The generals and arms dealers got their way at the end of 2020, when Boris Johnson announced the largest percentage increase in UK military spending since the Korean War. It was the most absurd policy announcement of a bizarre year. As epidemiologist Ceri Dare put it, ‘We cannot battle our way out of a pandemic with bombs and guns’; meanwhile, the failure of the NATO war in Afghanistan has made clear that weapons cannot deliver democracy. But for arms dealers, nothing has changed since 2019, when Raythen CEO Tom Kennedy said that it was ‘the best time we’ve ever seen’ for arms sales.
In March 2021, while dozens of people in the UK died each day from Covid, Boris Johnson announced a 44 percent increase in UK nuclear warheads. This understanding of ‘security’ is the reserve of privileged ministers and militarists who have never known the insecurity that comes with low wages, poor housing, and waiting lists for vital healthcare.

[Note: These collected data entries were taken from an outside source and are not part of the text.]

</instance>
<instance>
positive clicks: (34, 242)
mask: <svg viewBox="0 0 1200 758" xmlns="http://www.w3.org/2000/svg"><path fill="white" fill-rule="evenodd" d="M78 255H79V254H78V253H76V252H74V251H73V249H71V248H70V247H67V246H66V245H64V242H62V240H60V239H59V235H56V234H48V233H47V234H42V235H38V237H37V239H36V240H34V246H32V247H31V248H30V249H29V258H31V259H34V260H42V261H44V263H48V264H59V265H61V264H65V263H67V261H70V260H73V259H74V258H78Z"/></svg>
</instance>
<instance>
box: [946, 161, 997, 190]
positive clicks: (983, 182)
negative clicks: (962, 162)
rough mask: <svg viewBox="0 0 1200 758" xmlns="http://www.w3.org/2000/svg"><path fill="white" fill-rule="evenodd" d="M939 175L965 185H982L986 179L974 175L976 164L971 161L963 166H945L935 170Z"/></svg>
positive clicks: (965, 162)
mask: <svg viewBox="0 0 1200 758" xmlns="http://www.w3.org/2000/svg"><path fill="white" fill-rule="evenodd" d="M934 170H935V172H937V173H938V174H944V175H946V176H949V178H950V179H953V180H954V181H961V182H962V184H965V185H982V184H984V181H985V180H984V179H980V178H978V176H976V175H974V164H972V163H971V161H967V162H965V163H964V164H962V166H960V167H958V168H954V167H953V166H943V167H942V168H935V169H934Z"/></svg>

In 2010, Joe Glenton was sent to military prison for refusing to fight in Afghanistan. His doubts had grown during his earlier deployment; at one stage, he learnt that Hellfire missiles cost £100,000 each. He recalled wondering what £100,000 could do ‘to educate children, or what it would look like in medical supplies.’ We should ask what Afghanistan would look like now if, instead of spending billions on war, money had been used to fund education, healthcare, or civil society.
The influence of arms dealers, military leaders, and their allies ensures that militaristic approaches are simply regarded as normal. A wider concept of security is not considered, nor funding for tackling the root causes of conflict, nor a political effort to provide jobs in more secure and socially useful industries rather than the arms trade.
The London arms fair—known euphemistically as Defence and Security Equipment International (DSEI)—will return next month. Representatives of Saudi Arabia, Bahrain, the US, Israel, and dozens of other countries will meet arms dealers and survey the goods on offer. They will be met by protests.
Covid, Afghanistan, and the climate emergency mean that it has rarely been clearer that the world’s problems cannot be solved with weapons. It has never been more important to resist the vile power of the arms industry.